MDE Secretary Serena McIlwain, appointed by Democratic Gov. Wes Moore, and Attorney General Anthony G. Brown were at the top of the statement announcing the lawsuit.
“This case is the result of working in cooperation with Blue Water Baltimore and Chesapeake Legal Alliance,” McIlwain is quoted saying, pledging “renewed focus on enforcement.”
• Maryland’s chief of water pollution enforcement departs after a string of embarrassing incidents (3/11/22)
• Water pollution enforcement took a nosedive under Hogan, study finds (3/9/22)
Hope for a Settlement
Both of the lawsuits against Fleishmann’s also name its corporate parent, the Ireland-based food and flavor products conglomerate, Kerry Inc.
A Kerry spokesperson today released a statement on behalf of Fleischmann’s saying the company “takes its environmental responsibilities extremely seriously.”
The company “has been working closely with the Maryland Department of the Environment and the City of Baltimore to ensure its site in Baltimore complies with the Clean Water Act,” the statement said.
“The company is committed to meeting all of its environmental compliance obligations and will continue to work closely with local authorities and the citizen group to reach a positive resolution,” it continued.
Haren said Blue Water plans to join the state’s case as an intervenor and work with the parties to negotiate “a quick settlement agreement.”
“Our main priority is to make sure this pollution ceases immediately,” Haren said.
A pH level of 4.78
The state inspections were spurred by the September 2021 fish kill downstream of the Fleischmann’s facility that was reported to the state by Blue Water Baltimore.
A second fish kill in October 2022 spurred Blue Water to file its suit against Fleischmann’s, which is located on Brand Avenue off Cold Spring Lane near I-83.
MDE’s complaint cites numerous pollution incidents identified after the the September 2021 fish kill.
Among the incidents, 200 gallons of ethyl alcohol spilled into the Jones Falls and reported by the company on April 1, 2022, and a pH level 4.78 at the facility’s foundation wall, recorded last month.

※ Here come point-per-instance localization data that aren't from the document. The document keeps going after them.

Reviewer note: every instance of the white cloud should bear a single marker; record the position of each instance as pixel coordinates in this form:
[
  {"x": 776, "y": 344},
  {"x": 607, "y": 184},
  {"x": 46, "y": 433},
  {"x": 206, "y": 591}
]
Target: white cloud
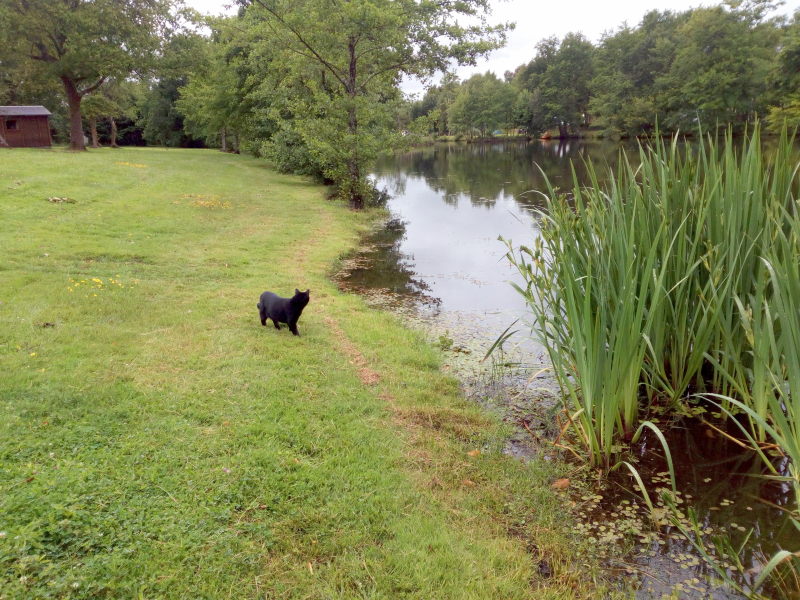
[{"x": 536, "y": 20}]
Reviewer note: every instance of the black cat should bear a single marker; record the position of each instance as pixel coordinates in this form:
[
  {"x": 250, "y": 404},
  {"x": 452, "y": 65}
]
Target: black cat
[{"x": 283, "y": 310}]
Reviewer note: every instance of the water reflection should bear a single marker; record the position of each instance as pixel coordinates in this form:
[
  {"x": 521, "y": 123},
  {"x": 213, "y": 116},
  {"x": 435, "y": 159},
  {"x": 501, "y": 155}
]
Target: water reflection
[
  {"x": 491, "y": 173},
  {"x": 439, "y": 258}
]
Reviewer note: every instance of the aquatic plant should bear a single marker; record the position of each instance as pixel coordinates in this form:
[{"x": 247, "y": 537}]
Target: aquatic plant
[{"x": 642, "y": 288}]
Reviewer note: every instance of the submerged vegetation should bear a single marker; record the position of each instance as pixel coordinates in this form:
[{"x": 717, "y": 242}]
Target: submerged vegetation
[{"x": 674, "y": 287}]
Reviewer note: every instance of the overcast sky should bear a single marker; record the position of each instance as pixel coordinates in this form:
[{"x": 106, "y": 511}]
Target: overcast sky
[{"x": 539, "y": 19}]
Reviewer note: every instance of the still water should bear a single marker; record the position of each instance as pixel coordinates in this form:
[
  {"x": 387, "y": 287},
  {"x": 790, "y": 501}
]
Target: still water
[
  {"x": 449, "y": 205},
  {"x": 438, "y": 261}
]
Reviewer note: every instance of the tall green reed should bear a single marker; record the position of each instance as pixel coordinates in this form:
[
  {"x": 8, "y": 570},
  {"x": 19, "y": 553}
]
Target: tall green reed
[{"x": 639, "y": 285}]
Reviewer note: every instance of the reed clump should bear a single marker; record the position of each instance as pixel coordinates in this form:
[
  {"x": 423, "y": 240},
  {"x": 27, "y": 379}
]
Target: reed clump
[{"x": 674, "y": 278}]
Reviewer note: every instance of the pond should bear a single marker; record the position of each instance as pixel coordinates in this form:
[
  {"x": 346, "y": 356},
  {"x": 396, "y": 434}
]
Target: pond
[{"x": 438, "y": 262}]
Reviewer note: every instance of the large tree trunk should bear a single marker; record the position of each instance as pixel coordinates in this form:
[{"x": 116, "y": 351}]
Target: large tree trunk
[
  {"x": 75, "y": 122},
  {"x": 113, "y": 132},
  {"x": 93, "y": 129},
  {"x": 354, "y": 168}
]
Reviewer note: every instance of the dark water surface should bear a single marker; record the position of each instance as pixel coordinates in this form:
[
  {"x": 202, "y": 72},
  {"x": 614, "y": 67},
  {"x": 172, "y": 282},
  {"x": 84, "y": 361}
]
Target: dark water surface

The facility’s permit allows it to discharge an annual average of less than 295,000 gallons per day. But in 2020, it discharged an average of 643,383 gallons per day, the suit said.
In addition to calling for Fleischmann’s to stop polluting, the suit demands the company “identify and eliminate all interconnections between the facility and a Baltimore City stormwater outfall.”